2022.09.10 鴨川建築塾 『構造』と『温熱』の演習

今回の建築塾は『構造』と『温熱』の住宅二大性能についてです。この日は解説や講評の量が多いので終日ということと、そしてその内容がものすごく濃いということもあり、一日中脳みそがフル回転でした。ただその分、とっても勉強になりました。

午前中は『ヤマベの木構造』の著者である山辺豊彦先生です。何度も講義は受けているのですが、その都度大切なことを再確認でき毎回気が引き締まります。今回も梁の掛け方によるたわみ量の注意点や、屋根垂木の軒先の工夫、筋交の方向など、実際の計画や現場と照らし合わせながら具体的な気付きがありました。
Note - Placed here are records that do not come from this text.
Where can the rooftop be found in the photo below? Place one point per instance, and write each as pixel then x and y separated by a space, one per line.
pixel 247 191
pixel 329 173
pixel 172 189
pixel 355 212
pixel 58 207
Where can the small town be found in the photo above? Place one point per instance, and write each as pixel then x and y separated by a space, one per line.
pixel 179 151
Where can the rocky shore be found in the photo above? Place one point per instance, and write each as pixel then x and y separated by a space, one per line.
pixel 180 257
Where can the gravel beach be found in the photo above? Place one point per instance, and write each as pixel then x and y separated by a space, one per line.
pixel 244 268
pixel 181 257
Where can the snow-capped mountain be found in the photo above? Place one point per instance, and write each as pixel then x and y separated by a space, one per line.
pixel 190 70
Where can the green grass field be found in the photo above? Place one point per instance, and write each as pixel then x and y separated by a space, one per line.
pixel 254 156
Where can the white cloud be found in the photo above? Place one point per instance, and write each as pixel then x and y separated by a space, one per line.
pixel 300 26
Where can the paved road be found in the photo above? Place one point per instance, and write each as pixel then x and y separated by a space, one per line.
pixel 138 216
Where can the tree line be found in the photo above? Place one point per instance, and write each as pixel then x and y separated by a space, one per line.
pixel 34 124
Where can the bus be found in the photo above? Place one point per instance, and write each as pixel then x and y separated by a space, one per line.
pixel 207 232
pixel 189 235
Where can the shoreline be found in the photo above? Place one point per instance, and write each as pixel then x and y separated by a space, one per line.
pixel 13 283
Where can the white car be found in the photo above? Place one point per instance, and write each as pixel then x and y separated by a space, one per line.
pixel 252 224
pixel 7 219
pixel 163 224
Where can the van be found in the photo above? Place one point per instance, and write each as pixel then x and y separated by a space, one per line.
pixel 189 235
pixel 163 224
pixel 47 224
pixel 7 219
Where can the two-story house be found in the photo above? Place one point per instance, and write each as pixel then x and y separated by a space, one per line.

午後からは岐阜県立森林文化アカデミーの辻充孝先生です。鴨川塾では初めてという温熱環境についての講義でした。これがものすごく勉強になりました。ものすごく勉強になったということは、実務の中で疑問に思っていたことや迷っていた部分が多くあったということ。自分なりに工夫しながら性能を確保していたつもりでしたが、これから必要な対策も具体的に確認できました。現段階での数値はUA値0.5W/m2K程度なのでまずまずかと考えていましたが、もう少し上を目指す必要がありそうです。あとは木製サッシや化粧材の見せ方による気密の確保が必要な数値もイメージできました。さらに太陽光や太陽熱、それらと組み合わせる給湯設備をより具体的に計画に加えていくべきだなと。これらはすぐにでも取り組めます。日射取得や通風、断熱の基本的な考え方は今まで通りで良さそうなので、ひとまず安心でした。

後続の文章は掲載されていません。